The purpose of voir dire is to afford counsel an opportunity to elicit sufficient information to develop *207 a rational basis for excluding jurors for cause or by peremptory challenge. The scope of voir dire examination is within the sound discretion of the trial judge and his decision will not be set aside absent an abuse of discretion. People v Harrell, 398 Mich. 384; 247 NW2d 829 (1976). This Court has ordered a new trial where the trial judge restricted voir dire in a manner which prevented development of a factual basis for the exercise of peremptory challenges. People v Sears, 88 Mich. App. 1; 276 NW2d 496 (1979). However, defendant may not argue that the trial judge unduly restricted the scope of voir dire where, as here, his counsel was permitted to ask such questions as he deemed necessary and eventually expressed his satisfaction with the jury selected. People v Brown, 393 Mich. 174; 224 NW2d 38 (1974).

False answers by a juror to questions on voir dire, whether intentional or unintentional, deny the defendant a fair trial if correct answers would have led the parties to challenge him. People v Graham, 84 Mich. App. 663, 666-667; 270 NW2d 673 (1978). Here, however, the juror's answers to the questions on voir dire were not false. For example, the juror's relationship with the police officers could not be characterized as a close friendship.

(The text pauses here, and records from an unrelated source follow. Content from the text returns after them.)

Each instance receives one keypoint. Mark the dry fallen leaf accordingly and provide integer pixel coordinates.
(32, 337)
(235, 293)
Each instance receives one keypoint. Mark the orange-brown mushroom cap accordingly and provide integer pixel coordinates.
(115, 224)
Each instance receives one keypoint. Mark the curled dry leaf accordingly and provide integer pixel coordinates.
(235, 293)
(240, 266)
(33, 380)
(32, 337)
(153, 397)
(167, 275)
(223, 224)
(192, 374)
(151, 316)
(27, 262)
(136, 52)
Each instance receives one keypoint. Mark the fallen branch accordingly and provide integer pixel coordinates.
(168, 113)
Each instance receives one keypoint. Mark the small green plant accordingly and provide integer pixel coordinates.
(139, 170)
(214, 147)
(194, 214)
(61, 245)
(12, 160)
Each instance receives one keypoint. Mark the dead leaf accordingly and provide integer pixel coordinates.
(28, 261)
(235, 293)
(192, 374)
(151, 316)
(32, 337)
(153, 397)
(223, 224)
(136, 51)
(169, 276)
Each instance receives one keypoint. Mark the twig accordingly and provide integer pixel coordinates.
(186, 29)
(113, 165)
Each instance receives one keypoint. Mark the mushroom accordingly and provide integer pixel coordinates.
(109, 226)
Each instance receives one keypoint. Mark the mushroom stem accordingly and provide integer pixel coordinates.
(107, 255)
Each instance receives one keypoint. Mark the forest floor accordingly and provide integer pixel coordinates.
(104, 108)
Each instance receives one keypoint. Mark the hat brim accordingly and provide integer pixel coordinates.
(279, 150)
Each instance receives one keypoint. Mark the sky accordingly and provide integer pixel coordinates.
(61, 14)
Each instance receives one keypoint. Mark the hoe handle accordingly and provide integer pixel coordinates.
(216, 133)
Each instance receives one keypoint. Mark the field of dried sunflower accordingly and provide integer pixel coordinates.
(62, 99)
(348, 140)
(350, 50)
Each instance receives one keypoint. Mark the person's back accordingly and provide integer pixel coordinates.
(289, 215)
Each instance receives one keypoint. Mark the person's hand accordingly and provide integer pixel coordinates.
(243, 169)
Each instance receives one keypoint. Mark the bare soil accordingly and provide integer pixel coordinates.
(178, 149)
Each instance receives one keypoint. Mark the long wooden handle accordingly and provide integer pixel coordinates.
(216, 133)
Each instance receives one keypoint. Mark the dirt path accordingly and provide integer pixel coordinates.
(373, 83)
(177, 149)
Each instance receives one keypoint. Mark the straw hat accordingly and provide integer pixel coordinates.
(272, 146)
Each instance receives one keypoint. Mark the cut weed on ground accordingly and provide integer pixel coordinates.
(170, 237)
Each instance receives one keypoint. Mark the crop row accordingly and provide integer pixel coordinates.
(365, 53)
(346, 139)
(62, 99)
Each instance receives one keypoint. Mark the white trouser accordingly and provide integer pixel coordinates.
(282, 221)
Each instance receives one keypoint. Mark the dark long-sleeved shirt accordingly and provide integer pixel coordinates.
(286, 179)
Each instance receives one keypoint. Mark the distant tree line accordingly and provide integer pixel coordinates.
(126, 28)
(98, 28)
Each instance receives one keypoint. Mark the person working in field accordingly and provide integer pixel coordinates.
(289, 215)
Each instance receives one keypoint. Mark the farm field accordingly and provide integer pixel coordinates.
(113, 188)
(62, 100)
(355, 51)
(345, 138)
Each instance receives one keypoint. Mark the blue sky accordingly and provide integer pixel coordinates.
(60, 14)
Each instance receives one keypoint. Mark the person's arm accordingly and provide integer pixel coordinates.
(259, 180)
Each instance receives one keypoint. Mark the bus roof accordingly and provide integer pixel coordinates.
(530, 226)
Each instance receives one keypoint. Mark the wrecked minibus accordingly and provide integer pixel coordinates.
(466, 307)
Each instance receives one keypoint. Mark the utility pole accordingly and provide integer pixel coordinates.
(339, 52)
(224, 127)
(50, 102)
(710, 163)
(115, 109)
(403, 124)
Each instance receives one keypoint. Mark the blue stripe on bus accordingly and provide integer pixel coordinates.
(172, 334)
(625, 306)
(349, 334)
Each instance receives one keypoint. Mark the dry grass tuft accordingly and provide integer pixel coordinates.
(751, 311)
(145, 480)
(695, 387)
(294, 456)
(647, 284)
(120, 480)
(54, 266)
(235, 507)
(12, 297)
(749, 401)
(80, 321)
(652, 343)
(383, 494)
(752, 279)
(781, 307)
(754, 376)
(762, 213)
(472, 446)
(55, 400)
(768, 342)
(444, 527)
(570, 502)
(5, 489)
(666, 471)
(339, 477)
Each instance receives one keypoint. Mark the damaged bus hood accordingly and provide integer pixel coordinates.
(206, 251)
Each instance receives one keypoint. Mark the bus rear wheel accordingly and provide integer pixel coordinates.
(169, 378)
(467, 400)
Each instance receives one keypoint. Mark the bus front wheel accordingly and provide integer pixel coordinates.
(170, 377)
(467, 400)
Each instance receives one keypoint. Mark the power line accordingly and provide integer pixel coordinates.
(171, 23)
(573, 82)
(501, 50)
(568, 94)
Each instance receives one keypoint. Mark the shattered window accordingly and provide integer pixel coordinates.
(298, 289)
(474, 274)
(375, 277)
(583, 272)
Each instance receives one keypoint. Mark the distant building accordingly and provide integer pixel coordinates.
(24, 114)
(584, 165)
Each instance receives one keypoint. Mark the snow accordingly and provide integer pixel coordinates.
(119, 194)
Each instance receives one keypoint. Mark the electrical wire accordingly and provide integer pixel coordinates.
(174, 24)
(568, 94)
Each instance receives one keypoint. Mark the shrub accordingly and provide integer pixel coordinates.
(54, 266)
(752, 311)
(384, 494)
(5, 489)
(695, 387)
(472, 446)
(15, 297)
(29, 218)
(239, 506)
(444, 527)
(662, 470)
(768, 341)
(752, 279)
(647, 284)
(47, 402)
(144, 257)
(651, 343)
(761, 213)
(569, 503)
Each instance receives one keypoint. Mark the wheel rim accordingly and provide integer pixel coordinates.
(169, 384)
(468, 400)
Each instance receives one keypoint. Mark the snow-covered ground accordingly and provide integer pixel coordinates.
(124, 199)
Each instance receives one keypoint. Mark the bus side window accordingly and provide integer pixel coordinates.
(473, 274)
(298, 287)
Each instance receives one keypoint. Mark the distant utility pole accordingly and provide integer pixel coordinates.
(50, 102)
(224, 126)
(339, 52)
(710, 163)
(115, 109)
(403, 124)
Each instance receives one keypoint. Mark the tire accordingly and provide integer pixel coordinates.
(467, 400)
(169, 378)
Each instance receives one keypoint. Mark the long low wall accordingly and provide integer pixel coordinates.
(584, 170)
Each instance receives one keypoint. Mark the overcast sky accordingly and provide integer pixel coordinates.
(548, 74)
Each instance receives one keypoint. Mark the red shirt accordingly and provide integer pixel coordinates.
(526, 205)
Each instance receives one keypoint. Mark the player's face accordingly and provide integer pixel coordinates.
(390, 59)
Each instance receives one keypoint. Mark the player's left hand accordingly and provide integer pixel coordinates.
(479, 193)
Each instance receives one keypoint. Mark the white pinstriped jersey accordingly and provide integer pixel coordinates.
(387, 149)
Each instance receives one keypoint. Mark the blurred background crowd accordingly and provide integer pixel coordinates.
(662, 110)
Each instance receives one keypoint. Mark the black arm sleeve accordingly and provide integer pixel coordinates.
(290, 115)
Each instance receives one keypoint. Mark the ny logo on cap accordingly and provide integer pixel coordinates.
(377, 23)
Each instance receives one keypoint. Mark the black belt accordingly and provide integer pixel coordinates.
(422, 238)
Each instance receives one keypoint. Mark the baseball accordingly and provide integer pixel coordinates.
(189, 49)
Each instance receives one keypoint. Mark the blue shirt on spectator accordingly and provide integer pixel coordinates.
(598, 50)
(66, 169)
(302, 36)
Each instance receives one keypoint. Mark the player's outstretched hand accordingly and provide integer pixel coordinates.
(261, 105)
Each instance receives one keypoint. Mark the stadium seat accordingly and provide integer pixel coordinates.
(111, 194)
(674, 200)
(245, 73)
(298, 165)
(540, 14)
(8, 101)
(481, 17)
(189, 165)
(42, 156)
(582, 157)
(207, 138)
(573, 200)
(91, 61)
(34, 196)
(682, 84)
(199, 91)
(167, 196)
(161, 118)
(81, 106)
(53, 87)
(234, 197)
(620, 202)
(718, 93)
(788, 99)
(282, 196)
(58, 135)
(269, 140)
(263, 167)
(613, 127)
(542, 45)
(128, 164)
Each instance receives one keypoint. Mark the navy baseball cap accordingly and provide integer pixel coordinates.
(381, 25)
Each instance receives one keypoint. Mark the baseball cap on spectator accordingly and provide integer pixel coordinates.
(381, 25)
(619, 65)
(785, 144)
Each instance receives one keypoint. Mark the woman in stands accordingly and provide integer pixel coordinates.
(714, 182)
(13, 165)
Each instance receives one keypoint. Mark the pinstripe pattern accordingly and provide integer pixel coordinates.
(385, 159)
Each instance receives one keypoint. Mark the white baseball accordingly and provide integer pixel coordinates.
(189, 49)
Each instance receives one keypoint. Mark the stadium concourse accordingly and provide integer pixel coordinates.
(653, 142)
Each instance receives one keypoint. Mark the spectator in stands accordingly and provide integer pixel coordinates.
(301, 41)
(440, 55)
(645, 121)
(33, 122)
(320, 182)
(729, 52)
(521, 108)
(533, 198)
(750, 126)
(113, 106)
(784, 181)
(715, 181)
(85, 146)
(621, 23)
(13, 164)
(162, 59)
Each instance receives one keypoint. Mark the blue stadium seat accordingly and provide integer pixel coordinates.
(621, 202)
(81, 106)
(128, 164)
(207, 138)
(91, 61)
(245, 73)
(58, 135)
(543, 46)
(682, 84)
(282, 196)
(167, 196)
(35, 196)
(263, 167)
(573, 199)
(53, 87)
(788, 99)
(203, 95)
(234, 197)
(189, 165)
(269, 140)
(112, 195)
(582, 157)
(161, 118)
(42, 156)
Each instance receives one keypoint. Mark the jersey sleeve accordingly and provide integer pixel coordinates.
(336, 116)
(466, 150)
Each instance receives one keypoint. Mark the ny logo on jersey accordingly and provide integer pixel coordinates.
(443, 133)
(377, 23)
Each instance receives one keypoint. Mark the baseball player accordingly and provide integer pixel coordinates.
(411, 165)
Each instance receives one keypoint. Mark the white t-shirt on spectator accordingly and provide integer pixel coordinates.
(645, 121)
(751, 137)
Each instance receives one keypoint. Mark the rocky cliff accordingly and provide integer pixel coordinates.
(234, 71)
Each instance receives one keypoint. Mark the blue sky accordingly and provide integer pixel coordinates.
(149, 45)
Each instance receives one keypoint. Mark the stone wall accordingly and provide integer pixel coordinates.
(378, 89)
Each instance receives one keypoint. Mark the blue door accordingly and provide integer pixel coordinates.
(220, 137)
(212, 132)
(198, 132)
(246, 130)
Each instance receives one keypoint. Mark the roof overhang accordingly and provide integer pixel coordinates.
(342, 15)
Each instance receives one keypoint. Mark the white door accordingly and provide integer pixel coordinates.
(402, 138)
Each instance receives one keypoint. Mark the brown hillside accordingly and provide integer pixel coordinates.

A defendant is denied a fair trial where a juror fails to disclose on voir dire a matter which would deprive him of the capacity to act impartially even though the juror was not asked about the matter. People v Hannum, 362 Mich. 660, 666-667; 107 NW2d 894 (1961). However, we cannot say that the matters on which defendant relies were matters which would have deprived the juror of his capacity to act impartially.

Affirmed.

NOTES

[*] Circuit judge, sitting on the Court of Appeals by assignment.